EVOLUCIÓN HISTÓRICA DE LA TECNOLOGÍA EDUCATIVA
A pesar de que se puede vincular el origen de la tecnología educativa a la historia de la educación, señalando como antecedentes de esta disciplina a los autores más representativos de la pedagogía, desde Sócrates y Comenio, Pestalozzi, Froebel, etc. (Saettler, 1990), el concepto tecnología educativa no aparece hasta 1941 en la Encx/clopedia of Educational Research. 

Se puede decir, pues, que la tecnología educativa surge como disciplina pedagógica en
Norteamérica a mediados del siglo XX, aunque no debemos olvidar que sus raíces se encuentran en el desarrollo de la didáctica y que aquella no se articula como campo de estudio diferenciado hasta la década del sesenta (Eraut, 1994).

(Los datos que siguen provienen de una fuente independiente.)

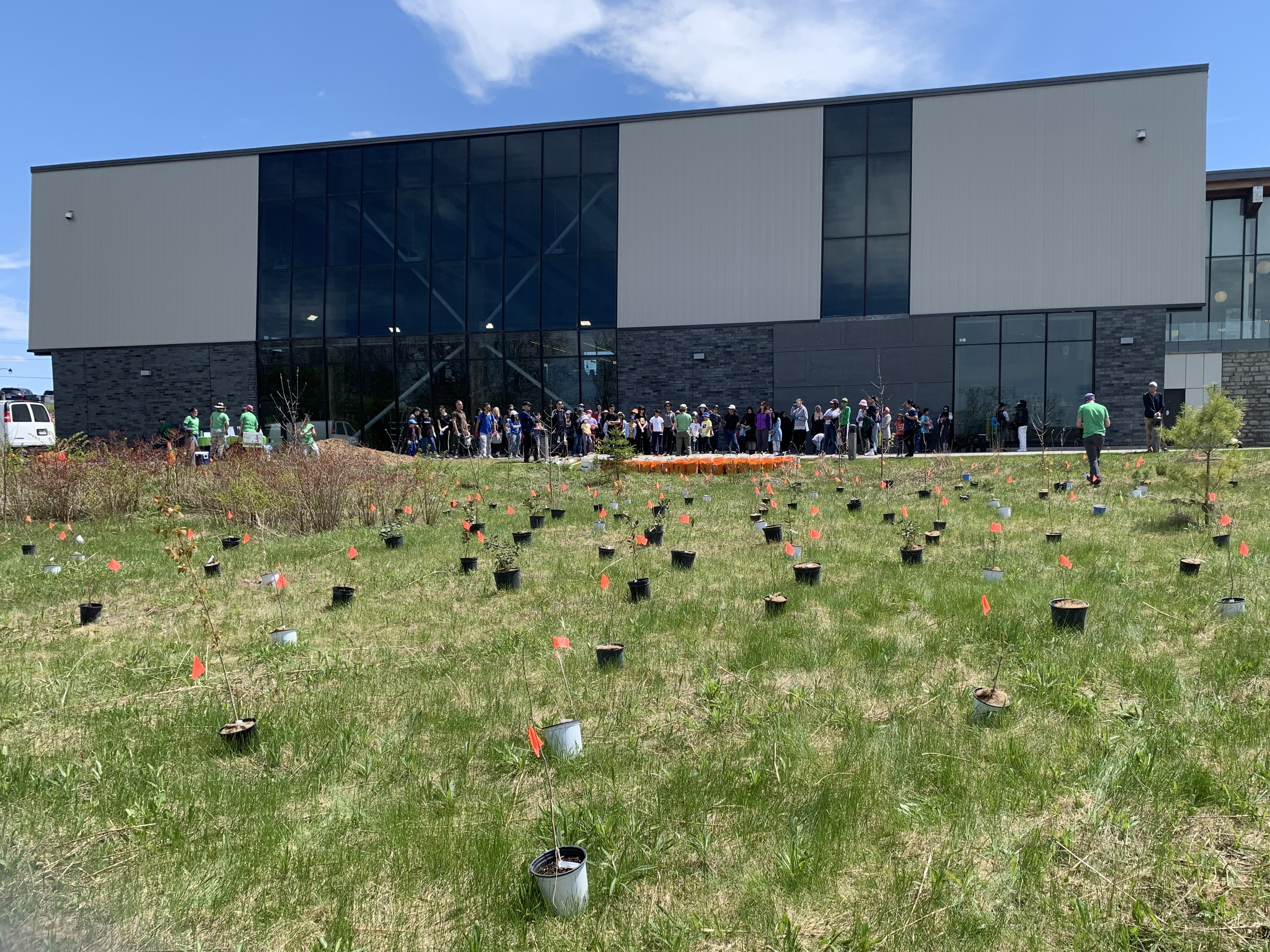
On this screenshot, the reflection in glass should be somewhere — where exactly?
[259,201,291,271]
[291,268,325,337]
[503,257,542,331]
[432,261,467,334]
[824,106,869,157]
[295,153,326,198]
[326,194,362,266]
[952,314,1001,343]
[952,345,1001,436]
[869,153,909,234]
[869,235,908,314]
[326,266,361,337]
[821,238,865,318]
[432,186,467,261]
[824,157,865,238]
[393,262,432,334]
[326,149,362,194]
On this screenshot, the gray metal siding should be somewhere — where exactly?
[29,155,258,351]
[911,72,1208,314]
[617,107,823,327]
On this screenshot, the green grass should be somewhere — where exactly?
[0,452,1270,951]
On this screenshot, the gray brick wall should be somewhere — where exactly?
[52,342,258,436]
[1222,351,1270,446]
[617,324,772,411]
[1097,308,1168,446]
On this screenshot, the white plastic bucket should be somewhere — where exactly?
[530,846,588,919]
[269,628,300,644]
[542,719,582,760]
[1217,597,1246,618]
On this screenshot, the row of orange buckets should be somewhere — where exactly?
[622,456,797,475]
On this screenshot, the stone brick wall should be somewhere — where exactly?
[1097,308,1168,446]
[52,342,258,437]
[617,324,772,412]
[1222,351,1270,446]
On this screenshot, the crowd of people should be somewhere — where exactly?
[404,398,952,460]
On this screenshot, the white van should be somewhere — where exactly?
[264,419,358,446]
[0,400,57,447]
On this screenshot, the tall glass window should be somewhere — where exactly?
[952,311,1094,446]
[256,122,620,445]
[821,99,913,318]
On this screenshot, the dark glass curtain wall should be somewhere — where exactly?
[821,99,913,318]
[256,126,620,445]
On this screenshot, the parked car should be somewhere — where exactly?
[0,399,57,447]
[264,419,361,446]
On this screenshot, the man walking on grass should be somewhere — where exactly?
[1142,380,1165,452]
[1076,393,1111,486]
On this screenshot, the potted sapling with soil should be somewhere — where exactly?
[670,513,697,568]
[485,539,521,591]
[1217,531,1248,618]
[983,522,1006,582]
[899,519,923,566]
[970,595,1010,717]
[1049,554,1090,629]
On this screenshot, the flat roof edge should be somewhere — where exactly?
[31,62,1209,174]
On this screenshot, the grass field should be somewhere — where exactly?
[0,451,1270,952]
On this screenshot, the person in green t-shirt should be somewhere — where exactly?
[208,403,230,456]
[1076,393,1111,486]
[674,403,692,456]
[300,413,321,459]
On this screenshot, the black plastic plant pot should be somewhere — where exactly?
[1049,599,1090,628]
[794,562,821,585]
[217,717,256,747]
[670,549,697,568]
[494,568,521,592]
[596,642,626,667]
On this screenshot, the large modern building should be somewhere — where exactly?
[29,66,1270,445]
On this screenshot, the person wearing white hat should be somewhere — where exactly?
[1142,380,1165,452]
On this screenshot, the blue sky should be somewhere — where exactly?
[0,0,1270,392]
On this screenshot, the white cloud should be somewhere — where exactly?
[0,294,28,343]
[397,0,957,104]
[397,0,604,98]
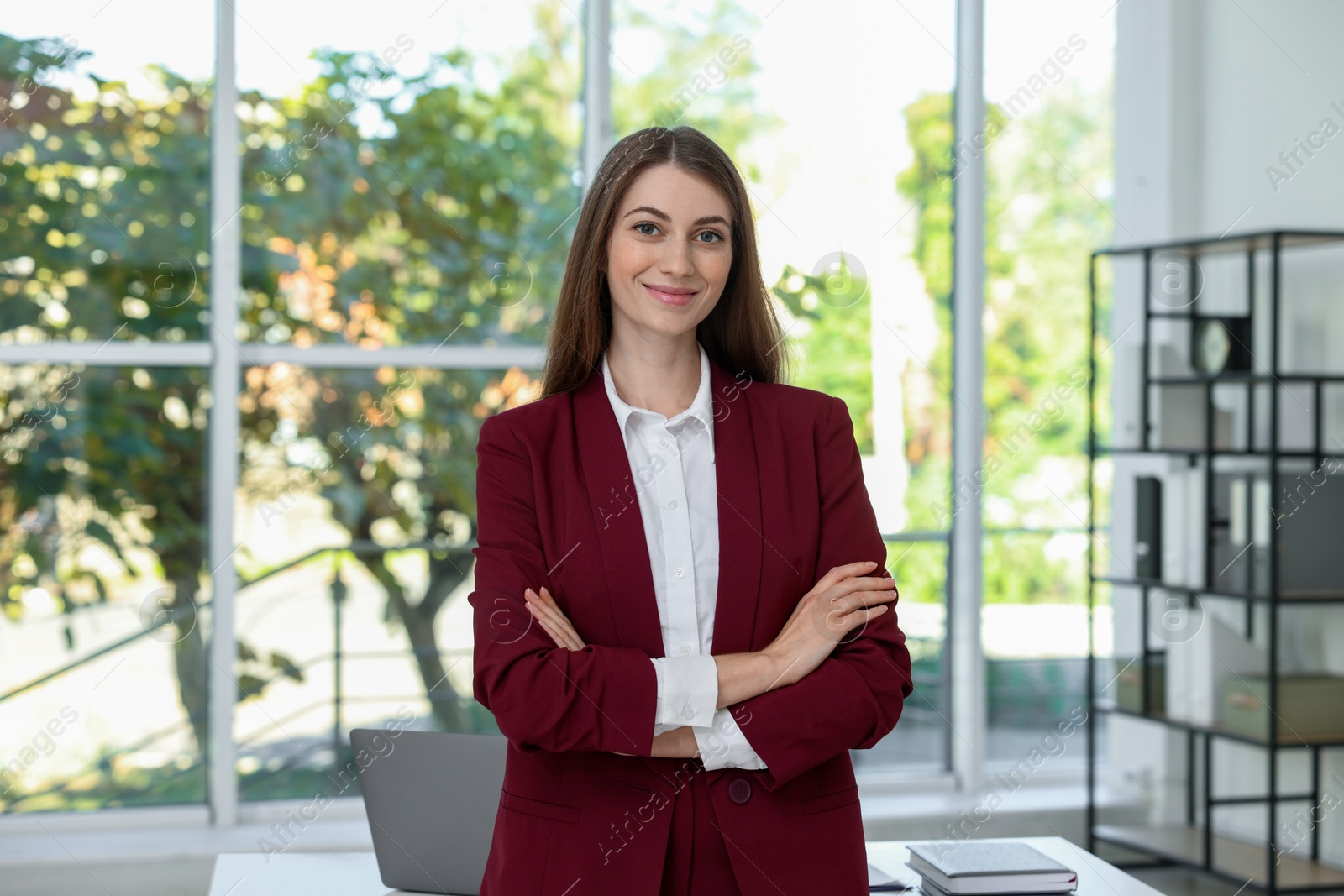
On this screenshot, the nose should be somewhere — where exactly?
[659,240,695,277]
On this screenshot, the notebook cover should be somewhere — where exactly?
[910,840,1075,878]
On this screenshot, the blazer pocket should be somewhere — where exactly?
[500,790,583,825]
[798,784,858,815]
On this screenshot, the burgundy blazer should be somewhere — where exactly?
[469,359,912,896]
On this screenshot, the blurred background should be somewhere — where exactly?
[0,0,1344,893]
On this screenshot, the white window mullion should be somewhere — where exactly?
[580,0,613,192]
[948,0,986,793]
[206,0,242,827]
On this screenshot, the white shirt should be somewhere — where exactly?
[602,341,766,770]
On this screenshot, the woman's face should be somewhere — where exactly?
[606,164,732,336]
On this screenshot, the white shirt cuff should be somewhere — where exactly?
[695,706,768,771]
[650,652,719,726]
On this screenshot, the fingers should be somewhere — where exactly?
[815,560,878,591]
[526,589,583,650]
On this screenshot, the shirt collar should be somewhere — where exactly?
[602,340,714,462]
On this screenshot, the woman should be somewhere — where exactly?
[470,126,911,896]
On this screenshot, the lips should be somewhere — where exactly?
[643,284,701,307]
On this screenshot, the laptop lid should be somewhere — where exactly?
[349,728,508,896]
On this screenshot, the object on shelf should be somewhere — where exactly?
[1167,605,1268,726]
[1208,471,1273,594]
[910,840,1078,896]
[1191,317,1252,376]
[1116,652,1167,715]
[1266,467,1344,598]
[1221,673,1344,743]
[1134,475,1163,579]
[1149,383,1232,451]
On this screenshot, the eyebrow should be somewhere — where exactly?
[621,206,732,230]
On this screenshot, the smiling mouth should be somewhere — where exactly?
[643,284,701,305]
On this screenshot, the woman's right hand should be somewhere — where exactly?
[762,560,896,690]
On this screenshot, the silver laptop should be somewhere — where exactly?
[349,728,508,896]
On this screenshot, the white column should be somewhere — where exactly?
[582,0,613,192]
[948,0,986,793]
[206,0,242,827]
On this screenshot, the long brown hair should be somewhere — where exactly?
[542,125,788,398]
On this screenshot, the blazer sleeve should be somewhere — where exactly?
[734,396,914,790]
[468,417,657,757]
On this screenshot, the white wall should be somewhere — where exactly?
[1110,0,1344,864]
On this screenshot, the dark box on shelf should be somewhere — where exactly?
[1221,673,1344,741]
[1116,652,1167,713]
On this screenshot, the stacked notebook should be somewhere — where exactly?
[872,840,1078,896]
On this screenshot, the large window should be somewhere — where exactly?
[612,0,956,771]
[981,0,1124,773]
[0,0,1114,820]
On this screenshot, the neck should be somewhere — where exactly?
[606,331,701,418]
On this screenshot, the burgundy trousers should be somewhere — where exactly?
[660,760,742,896]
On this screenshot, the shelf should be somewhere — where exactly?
[1093,445,1341,459]
[1095,703,1344,750]
[1093,230,1344,255]
[1093,825,1344,892]
[1093,575,1344,605]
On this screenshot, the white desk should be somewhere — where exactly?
[210,837,1163,896]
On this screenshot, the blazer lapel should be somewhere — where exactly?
[574,348,764,777]
[710,359,764,654]
[574,371,663,657]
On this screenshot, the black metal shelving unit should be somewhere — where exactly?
[1086,231,1344,896]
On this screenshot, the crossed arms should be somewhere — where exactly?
[470,398,912,790]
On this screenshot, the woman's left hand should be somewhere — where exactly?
[524,587,585,650]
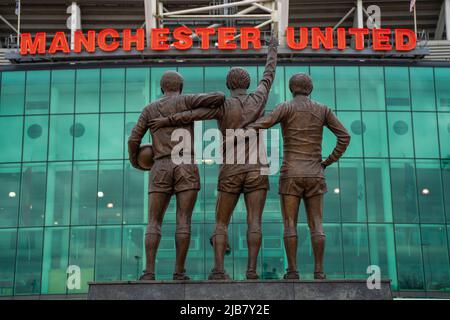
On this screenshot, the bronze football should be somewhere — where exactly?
[138,143,154,170]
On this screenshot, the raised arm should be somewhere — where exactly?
[322,109,350,167]
[128,109,148,170]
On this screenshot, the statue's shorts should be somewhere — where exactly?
[278,177,327,198]
[149,158,200,194]
[217,170,269,194]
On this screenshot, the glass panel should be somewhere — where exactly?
[14,228,42,295]
[0,71,25,115]
[48,115,74,161]
[23,116,48,161]
[0,117,23,162]
[360,67,386,110]
[409,68,436,110]
[395,225,425,290]
[0,230,17,296]
[19,163,47,227]
[335,67,361,110]
[413,112,439,158]
[421,225,450,291]
[25,71,50,114]
[416,160,445,223]
[100,114,124,159]
[95,226,122,281]
[125,68,150,112]
[71,161,98,225]
[41,228,69,294]
[0,164,20,228]
[67,227,95,294]
[360,112,388,157]
[50,70,75,113]
[310,67,336,109]
[342,224,369,279]
[385,67,411,111]
[391,160,419,223]
[75,69,100,113]
[388,112,414,158]
[364,159,392,222]
[45,162,72,226]
[101,69,125,112]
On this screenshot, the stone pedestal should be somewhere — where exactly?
[88,279,392,300]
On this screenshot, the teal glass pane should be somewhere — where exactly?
[416,160,445,223]
[123,161,148,224]
[97,161,123,224]
[409,68,436,111]
[48,115,75,161]
[438,113,450,160]
[395,224,425,291]
[100,69,125,112]
[67,227,95,294]
[41,227,69,294]
[360,67,386,111]
[45,162,72,226]
[19,163,47,227]
[434,68,450,111]
[125,68,150,112]
[72,114,99,160]
[71,161,97,225]
[0,164,20,228]
[385,67,411,111]
[342,159,367,222]
[14,228,43,295]
[421,225,450,291]
[284,66,309,100]
[364,159,392,222]
[360,112,388,158]
[75,69,100,113]
[25,71,50,114]
[0,117,23,162]
[121,225,146,280]
[95,226,122,281]
[388,112,414,158]
[0,71,25,115]
[335,67,361,110]
[310,67,336,109]
[0,229,17,296]
[342,224,370,279]
[50,70,75,113]
[391,160,419,223]
[23,116,48,161]
[413,112,439,158]
[99,114,124,159]
[368,224,398,290]
[337,111,366,158]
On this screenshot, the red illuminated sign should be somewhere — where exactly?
[20,27,417,55]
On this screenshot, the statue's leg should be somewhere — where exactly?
[245,189,267,279]
[174,190,198,280]
[210,191,240,279]
[141,192,171,280]
[305,194,325,279]
[280,194,301,279]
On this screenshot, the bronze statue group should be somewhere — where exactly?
[128,37,350,280]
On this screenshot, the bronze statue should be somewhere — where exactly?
[248,73,350,279]
[128,71,225,280]
[150,38,278,280]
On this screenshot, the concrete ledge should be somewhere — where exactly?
[88,280,392,300]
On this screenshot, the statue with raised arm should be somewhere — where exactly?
[151,38,278,280]
[128,71,225,280]
[248,73,350,279]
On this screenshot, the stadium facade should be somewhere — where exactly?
[0,0,450,298]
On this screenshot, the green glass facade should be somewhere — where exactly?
[0,65,450,296]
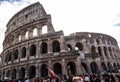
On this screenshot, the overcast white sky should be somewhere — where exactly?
[0,0,120,52]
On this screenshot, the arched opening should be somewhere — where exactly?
[12,69,17,79]
[33,28,37,36]
[67,62,77,75]
[8,52,12,62]
[40,64,48,77]
[5,54,8,63]
[91,46,96,53]
[117,63,120,69]
[52,40,60,52]
[81,62,89,74]
[13,49,18,60]
[53,63,62,75]
[101,63,107,72]
[2,71,5,79]
[30,44,36,56]
[113,63,118,73]
[18,35,22,41]
[40,42,48,54]
[96,39,100,45]
[67,44,72,51]
[75,42,83,51]
[103,46,108,57]
[21,47,26,58]
[98,47,102,57]
[28,66,36,78]
[42,25,47,34]
[109,47,113,57]
[25,31,29,39]
[19,67,25,80]
[6,70,11,78]
[90,62,100,73]
[107,62,113,72]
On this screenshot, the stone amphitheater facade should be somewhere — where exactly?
[0,2,120,79]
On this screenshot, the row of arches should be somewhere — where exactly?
[4,40,83,62]
[4,40,60,62]
[91,46,117,58]
[1,61,120,79]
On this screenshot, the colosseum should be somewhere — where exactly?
[0,2,120,79]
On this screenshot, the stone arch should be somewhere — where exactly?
[117,63,120,69]
[8,52,12,62]
[13,49,18,60]
[12,69,17,79]
[81,62,89,74]
[40,42,48,54]
[103,46,108,57]
[109,47,113,57]
[21,47,26,58]
[98,46,102,57]
[52,40,60,52]
[25,31,29,39]
[5,54,8,63]
[107,62,113,72]
[53,63,62,75]
[90,62,99,73]
[30,44,36,56]
[18,34,22,41]
[96,39,100,45]
[42,24,48,34]
[75,42,83,51]
[67,44,72,51]
[19,67,25,80]
[101,62,107,72]
[113,63,118,73]
[33,28,37,37]
[28,65,36,78]
[67,61,77,75]
[40,64,48,77]
[91,46,96,53]
[6,70,11,78]
[2,71,5,79]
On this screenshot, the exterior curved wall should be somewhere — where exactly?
[0,2,120,79]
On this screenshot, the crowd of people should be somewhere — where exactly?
[1,73,120,82]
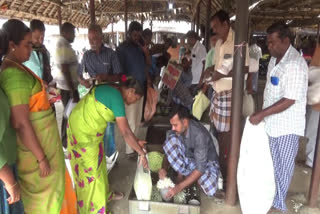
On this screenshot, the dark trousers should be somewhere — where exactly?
[60,89,71,148]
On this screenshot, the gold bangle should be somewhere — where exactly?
[37,155,47,164]
[5,182,18,190]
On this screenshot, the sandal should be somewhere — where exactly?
[109,192,124,201]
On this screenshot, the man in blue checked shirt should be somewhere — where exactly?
[250,23,308,212]
[78,24,121,171]
[159,105,220,198]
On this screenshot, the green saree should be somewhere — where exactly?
[67,87,120,214]
[0,67,65,214]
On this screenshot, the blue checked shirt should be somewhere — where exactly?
[178,120,218,173]
[263,45,308,137]
[78,45,121,77]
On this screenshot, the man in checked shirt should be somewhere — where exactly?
[78,24,121,171]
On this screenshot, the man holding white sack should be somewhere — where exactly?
[205,10,249,186]
[250,23,308,211]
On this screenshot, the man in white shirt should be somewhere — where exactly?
[250,23,308,212]
[204,10,249,186]
[186,31,207,92]
[53,22,79,148]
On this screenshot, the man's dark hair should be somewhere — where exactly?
[186,30,200,40]
[209,29,217,37]
[30,19,46,32]
[88,24,102,35]
[142,28,152,37]
[267,22,292,40]
[210,10,230,25]
[61,22,76,33]
[129,21,142,33]
[169,104,192,120]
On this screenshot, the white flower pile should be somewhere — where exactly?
[157,177,175,189]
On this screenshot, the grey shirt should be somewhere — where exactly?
[182,120,218,173]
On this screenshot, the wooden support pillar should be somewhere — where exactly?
[191,18,196,31]
[90,0,96,24]
[140,2,144,28]
[124,0,128,40]
[58,6,62,34]
[317,23,320,46]
[308,114,320,208]
[111,18,114,45]
[226,0,249,206]
[205,0,211,51]
[196,2,201,34]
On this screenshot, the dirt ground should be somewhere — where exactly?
[109,123,320,214]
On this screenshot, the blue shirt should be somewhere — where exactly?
[78,45,121,77]
[23,51,43,79]
[117,41,147,89]
[149,56,160,76]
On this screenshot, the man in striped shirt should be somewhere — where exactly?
[78,24,121,171]
[78,25,121,88]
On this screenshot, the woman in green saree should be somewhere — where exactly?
[0,19,65,214]
[67,79,147,214]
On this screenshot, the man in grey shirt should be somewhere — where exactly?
[159,105,220,198]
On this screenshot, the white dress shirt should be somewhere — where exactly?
[263,45,308,137]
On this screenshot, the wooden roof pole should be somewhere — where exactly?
[317,22,320,46]
[58,5,62,33]
[90,0,96,24]
[196,1,201,34]
[124,0,128,39]
[308,90,320,208]
[226,0,249,206]
[140,2,144,28]
[205,0,211,50]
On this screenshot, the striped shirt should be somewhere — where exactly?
[78,45,121,77]
[263,45,308,137]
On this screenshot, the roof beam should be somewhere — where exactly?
[63,0,192,5]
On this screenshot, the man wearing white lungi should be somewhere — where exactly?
[250,23,308,211]
[159,105,220,198]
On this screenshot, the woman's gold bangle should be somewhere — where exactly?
[37,155,47,164]
[5,182,18,190]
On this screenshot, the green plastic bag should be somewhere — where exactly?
[192,91,210,120]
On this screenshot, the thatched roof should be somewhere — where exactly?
[0,0,198,27]
[0,0,320,29]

La caracterización de la tecnología educativa que realiza Seattler, introduce como su base consustancial la perspectiva científica de la ciencia física, un sentido artefactual, centrada en los medios de comunicación y las teorías psicológicas -primero los conceptos conduc-tistas y luego los cognitivistas-. Según este autor, hay un punto de ruptura en la historia de la didáctica que se produce entre 1900 y 1950 con el desarrollo de la tecnología de la instrucción y la importancia de los medios de comunicación social (cine, radio, etc.) y sus posibilidades educativas. En este sentido, la Segunda Guerra Mundial produjo un fuerte impacto en el desarrollo de la tecnología educativa. A partir de entonces, la Administración americana crea institutos de investigación educativa, en los que se da un papel preponderante a los proyectos de investigación y desarrollo, aunque los avances en este campo no eran fáciles debido a la falta de fondos, de poder, de continuidad y enfoque en los programas, de personal de calidad, etc.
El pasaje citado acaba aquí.